Distinct changes in the immune system are reported with aging [28,29] and are being explored with frailty [30,31]. Many of the distinct changes in T cell dysfunction found in MM patients parallels that of aging and frail populations. T cell dysfunction is commonly reported in MM where markers of immunosenescence are associated with relapsed disease [32]. Clonal expansions of T cells are common with aging and are also present with long-term survival in MM [33], although the biology of clonal expansions may differ. Anemia, inherent to MM, has been independently associated with functional disability in older adults [34]. miRNA expression profiles have been shown to correlate with age in healthy populations [35], cardiovascular disease [36,37], but not frailty in solid tumor cancer populations [38]. Other biomarkers, such as N-terminal fragment of B-type natriuretic peptide, have recently been shown as useful predictors of survival, independent of age and performance status in MM patients [39]. Markers of T cell immunosenescence and exhaustion have recently been reported to have an association with relapse after MM transplant [40].

A molecular marker of cellular senescence is peripheral blood T cell p16INK4A (p16). p16 mRNA accumulates in aging tissues and increases with chronologic aging and with internal and external stresses [4144]. Over the human lifespan, p16 expression levels increase more than 16-fold in peripheral blood T cells [45]. There is considerable evidence that p16INK4A is 1 of the most robust and validated aging biomarkers. p16INK4a is being explored for risk of chemotherapy toxicity and transplant tolerance [46,47]. External stressors can trigger p16 expression such as physical inactivity [48], tobacco use, or chemotherapy [47,49].

Aging biomarkers paired with geriatric metrics may provide a novel method to gauge risk of transplant toxicity in the MM population.

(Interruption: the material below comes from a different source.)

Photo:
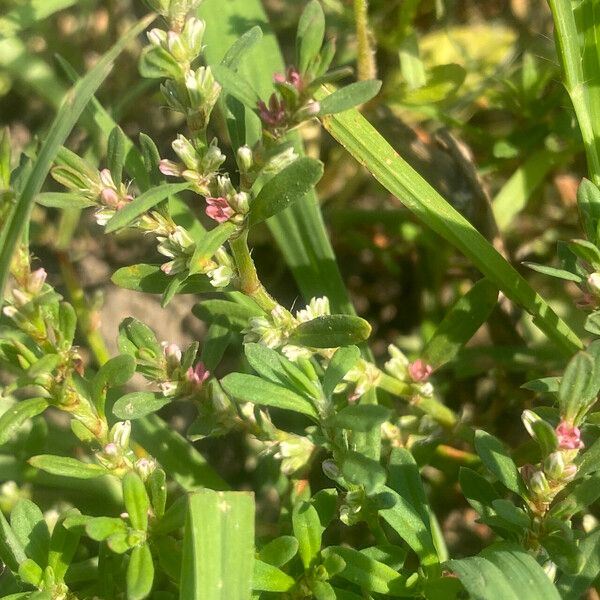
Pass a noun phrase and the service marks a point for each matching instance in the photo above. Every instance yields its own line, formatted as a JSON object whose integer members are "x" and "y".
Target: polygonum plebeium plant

The need for objective biomarkers of aging is especially important in the field of MM because of the aged population affected, heterogeneity in older adult fitness, and diverse treatment strategies that are available. Ultimately, an individualized approach to patient fitness based on geriatric metrics and aging biology can aid the clinician in decision-making for myeloma transplant.

THE OLDER ACUTE MYELOID LEUKEMIA PATIENT: CANDIDACY AND OPTIMIZATION FOR ALLOGENEIC TRANSPLANT

Overview

The potent antileukemic effects of allogeneic hematopoietic cell transplantation must be balanced against transplantassociated morbidity and mortality, especially for older patients. Reduced-intensity allogeneic transplant achieves rates of 30% to 50% in 2-year survival for acute myeloid leukemia (AML) in patients 60 years and older. Emerging data highlight the importance of physiologic reserve beyond chronologic age alone. Multidimensional health surveys such as the GA encompassing comorbidity, function, social support, cognition, nutrition, and other domains identify unrecognized and prognostically relevant health impairments. Age-related vulnerabilities may predispose to toxicity because of inherent physiologic stress of transplant. Enrollment on prospective studies is essential to delineate the most effective risk-stratification tools to inform transplant candidacy. Interventions to attenuate transplant risks based on health vulnerabilities in older patients are proposed, although prospective studies are mandatory.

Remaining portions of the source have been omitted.